The appellant is a well off person, with a residence and a business in Limassol; he kept, however, at the material time a flat at Famagusta, in a block of flats known as “Serenissima”. The accomplice is a youth from Kelokedara village in the District of Paphos. The appellant stated that at one of their meetings, the accomplice told him that all his fortune was half a shilling ; and that the appellant then promised to give him £15.-to buy a transistor and a suit of clothes for the approaching Christmas. This was said to have happened on November 22, 1968 (the day before the offence) when the appellant gave the accomplice £5.—; and agreed, he said, to drive him to Limassol the following day.

In fact on November 23, the appellant drove the accomplice to Limassol. The two of them left Famagusta at about 10.30 a.m. arriving in Limassol at about noon. From [*141] there at the accomplice’s request, the appellant drove him to Polemidhia (one of the suburbs) where he dropped the accomplice, arranging to pick him up from the same place at 4.30 in the afternoon; which at that time of the year is early evening. One cannot but note the unusual kindness of this man of 58 to his young friend of 19; remembering also that the appellant said that he gave to the accomplice £10 at Limassol. The latter’s version is that he received the £10 later that day, at Famagusta.

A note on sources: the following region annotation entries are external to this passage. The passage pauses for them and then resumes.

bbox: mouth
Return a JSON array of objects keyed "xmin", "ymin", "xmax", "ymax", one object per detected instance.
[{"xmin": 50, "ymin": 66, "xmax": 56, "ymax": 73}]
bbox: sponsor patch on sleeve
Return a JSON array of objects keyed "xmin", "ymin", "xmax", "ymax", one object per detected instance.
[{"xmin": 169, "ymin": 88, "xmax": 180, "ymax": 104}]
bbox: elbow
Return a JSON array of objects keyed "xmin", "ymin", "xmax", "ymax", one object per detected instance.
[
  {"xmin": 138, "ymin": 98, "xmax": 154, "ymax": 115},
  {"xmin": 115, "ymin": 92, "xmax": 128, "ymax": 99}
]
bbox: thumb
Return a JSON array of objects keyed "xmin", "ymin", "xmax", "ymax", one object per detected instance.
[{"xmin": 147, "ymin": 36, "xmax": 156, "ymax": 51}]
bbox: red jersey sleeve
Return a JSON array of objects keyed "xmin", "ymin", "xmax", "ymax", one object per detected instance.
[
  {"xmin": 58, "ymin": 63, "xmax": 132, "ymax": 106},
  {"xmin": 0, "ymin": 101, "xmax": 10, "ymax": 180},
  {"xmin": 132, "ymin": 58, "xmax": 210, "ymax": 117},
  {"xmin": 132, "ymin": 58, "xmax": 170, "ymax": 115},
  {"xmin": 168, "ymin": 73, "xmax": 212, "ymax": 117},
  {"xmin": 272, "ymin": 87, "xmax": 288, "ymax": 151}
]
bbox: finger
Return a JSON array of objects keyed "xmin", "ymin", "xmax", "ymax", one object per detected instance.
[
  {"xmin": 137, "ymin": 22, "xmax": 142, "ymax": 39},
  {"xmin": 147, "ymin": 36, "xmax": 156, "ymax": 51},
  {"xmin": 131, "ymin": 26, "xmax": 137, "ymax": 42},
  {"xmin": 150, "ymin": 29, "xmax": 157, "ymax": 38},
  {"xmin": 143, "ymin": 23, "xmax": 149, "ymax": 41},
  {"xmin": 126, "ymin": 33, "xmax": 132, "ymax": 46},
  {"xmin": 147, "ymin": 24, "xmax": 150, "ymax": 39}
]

On the way back another most unusual thing happened. The appellant says that the young man had the impudence to tell him that he had been with a woman that day and had injured himself in the act. To convince him of the fact—the appellant added—the accomplice showed to him (the appellant) his injured penis. The accomplice’s version of this indecency is that on their way back from Limassol, the appellant suggested indulging in the conduct charged. The evidence does not disclose how much further the conversation went on this topic during that drive.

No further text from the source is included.